Later in the history of the development of BS 1770 when Thomas Lund was head of Research and Development, TC Electronic decided to invest time into this and the outcome was that they donated the genre-agnostic measurement Loudness Range (LRA) to the EBU. This generosity has made LRA from the outset, unlike Dolby Dialog Intelligence, both open source and free to use.
Ideally, with any standards, it is better not to depend on technologies created by one commercial organisation. To get around this commercial challenge, perhaps the brands involved in loudness measurement could pool their resources and develop the algorithm together. Alternatively, perhaps an educational or research-based organisation could undertake the work for the ‘common-good’?
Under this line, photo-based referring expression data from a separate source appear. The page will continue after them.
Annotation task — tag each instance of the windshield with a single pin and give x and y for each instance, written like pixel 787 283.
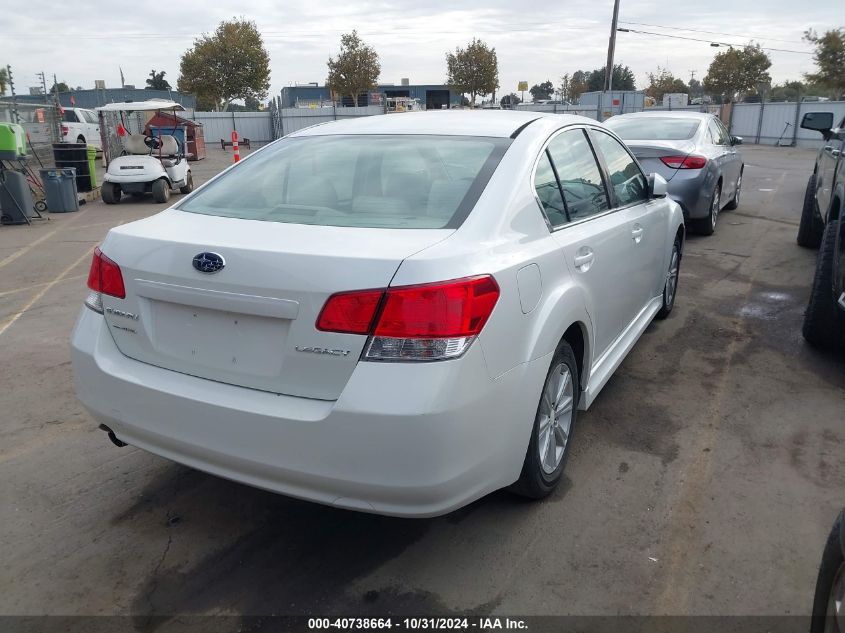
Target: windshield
pixel 649 128
pixel 357 180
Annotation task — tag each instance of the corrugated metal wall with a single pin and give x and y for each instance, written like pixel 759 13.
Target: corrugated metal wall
pixel 256 126
pixel 773 123
pixel 294 119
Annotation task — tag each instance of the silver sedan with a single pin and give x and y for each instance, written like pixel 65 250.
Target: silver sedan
pixel 696 155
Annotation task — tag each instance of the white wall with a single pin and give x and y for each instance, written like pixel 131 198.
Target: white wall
pixel 765 124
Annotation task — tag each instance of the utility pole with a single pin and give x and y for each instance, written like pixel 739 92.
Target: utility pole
pixel 14 97
pixel 611 48
pixel 44 86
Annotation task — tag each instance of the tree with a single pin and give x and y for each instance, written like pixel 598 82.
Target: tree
pixel 510 101
pixel 473 70
pixel 157 81
pixel 830 60
pixel 543 91
pixel 230 64
pixel 577 85
pixel 356 68
pixel 737 71
pixel 663 82
pixel 696 89
pixel 623 78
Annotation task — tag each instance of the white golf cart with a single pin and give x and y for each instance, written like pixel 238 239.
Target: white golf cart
pixel 148 163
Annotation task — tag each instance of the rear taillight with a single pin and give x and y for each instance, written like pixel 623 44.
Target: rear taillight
pixel 684 162
pixel 427 322
pixel 104 278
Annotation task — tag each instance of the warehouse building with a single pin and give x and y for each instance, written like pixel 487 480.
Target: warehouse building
pixel 98 97
pixel 430 96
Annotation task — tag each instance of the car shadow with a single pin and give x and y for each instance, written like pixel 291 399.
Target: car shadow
pixel 258 553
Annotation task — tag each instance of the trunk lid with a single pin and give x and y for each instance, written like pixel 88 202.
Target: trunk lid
pixel 252 323
pixel 650 152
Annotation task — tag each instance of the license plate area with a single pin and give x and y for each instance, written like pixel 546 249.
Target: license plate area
pixel 218 344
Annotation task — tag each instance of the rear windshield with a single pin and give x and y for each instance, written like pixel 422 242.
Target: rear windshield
pixel 653 128
pixel 357 180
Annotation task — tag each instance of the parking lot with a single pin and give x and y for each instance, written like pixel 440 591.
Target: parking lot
pixel 703 480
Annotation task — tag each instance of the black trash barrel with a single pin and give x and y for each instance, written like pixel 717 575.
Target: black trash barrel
pixel 15 198
pixel 74 155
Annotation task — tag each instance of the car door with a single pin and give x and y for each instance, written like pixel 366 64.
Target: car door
pixel 725 156
pixel 646 218
pixel 594 238
pixel 826 170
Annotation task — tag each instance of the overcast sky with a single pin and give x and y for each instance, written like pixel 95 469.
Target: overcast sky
pixel 534 40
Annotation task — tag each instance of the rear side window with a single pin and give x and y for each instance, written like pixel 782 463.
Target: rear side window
pixel 651 128
pixel 580 178
pixel 717 133
pixel 401 181
pixel 627 180
pixel 548 191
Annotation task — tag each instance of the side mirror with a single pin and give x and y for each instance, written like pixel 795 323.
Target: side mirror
pixel 818 121
pixel 657 186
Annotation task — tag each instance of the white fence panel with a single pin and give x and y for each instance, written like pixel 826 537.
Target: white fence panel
pixel 590 111
pixel 294 119
pixel 256 126
pixel 775 123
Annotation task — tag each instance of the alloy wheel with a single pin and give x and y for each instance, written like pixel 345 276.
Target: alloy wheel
pixel 555 418
pixel 835 616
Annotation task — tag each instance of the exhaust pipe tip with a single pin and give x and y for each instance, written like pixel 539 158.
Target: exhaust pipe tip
pixel 112 436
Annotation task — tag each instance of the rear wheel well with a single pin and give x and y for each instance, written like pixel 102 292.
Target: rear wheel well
pixel 574 335
pixel 680 236
pixel 835 205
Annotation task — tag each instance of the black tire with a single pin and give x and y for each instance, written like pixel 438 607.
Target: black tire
pixel 832 564
pixel 161 190
pixel 707 226
pixel 534 482
pixel 672 276
pixel 811 227
pixel 189 185
pixel 824 327
pixel 110 192
pixel 734 203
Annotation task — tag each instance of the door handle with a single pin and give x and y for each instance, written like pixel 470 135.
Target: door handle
pixel 637 233
pixel 584 259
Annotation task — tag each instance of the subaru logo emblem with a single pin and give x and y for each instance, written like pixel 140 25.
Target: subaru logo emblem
pixel 209 262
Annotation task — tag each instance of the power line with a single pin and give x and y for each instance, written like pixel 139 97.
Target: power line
pixel 678 28
pixel 711 42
What if Dolby donated the source code to ITU and then have the community improve it?
What if the Fraunhofer Institute would get on board or perhaps the Communications Research Centre got back involved and helped with the development of a new speech gating algorithm?
Maybe a test could be devised to find out the design that does the best job, compared to hand-isolated speech, and that should then be the international baseline for automatic speech measurement?
However, there may be one more hurdle to overcome with the development of a new speech gating algorithm. We understand that there is a patent taken out by Dolby that may prevent anyone else from developing a speech gating algorithm for use with measuring loudness. If this is the case then there would need to be an agreement that Dolby would not invoke that patent. Or, maybe the best way forward is if Dolby would donate the source code to the ITU. Perhaps surprisingly, my understanding is that may not be as far-fetched as it might have have been a while back.
It is my understanding that Dolby’s position has changed and that alongside the likes of Fraunhofer Institute and DTS they are more interested in supplying end-listener processing, so there is hope here. At AES this year I learnt that there are even plans for a unified delivery system for immersive audio that is seeing the likes of Dolby and DTS coming together and working alongside the Fraunhofer Institute to develop infrastructure to deliver the best content possible as easily as possible to the consumer.
A Window Of Opportunity
As you can see, developing an improved dialog-gated algorithm is not without complications, but I believe that with the collaboration we have seen in the past with the likes of the Communications Research Centre and McGill University working together to produce BS 1770, TC Electronic donating the LRA code and now with Dolby, DTS and Fraunhofer working together on improving the very consumer delivery systems that Netflix and others depend on, together with the resurgence of speech gating loudness measurement, we have a window of opportunity before the new Netflix delivery specification takes hold, for interested parties to come together to develop and implement a new universal, more accurate speech-gating algorithm for use in dialog loudness measurement and for measuring dialog LRA, both of which are crucial especially when it comes to content being delivered to consumers with a wide loudness range as the likes of Netflix are choosing to do with OTT delivery platforms.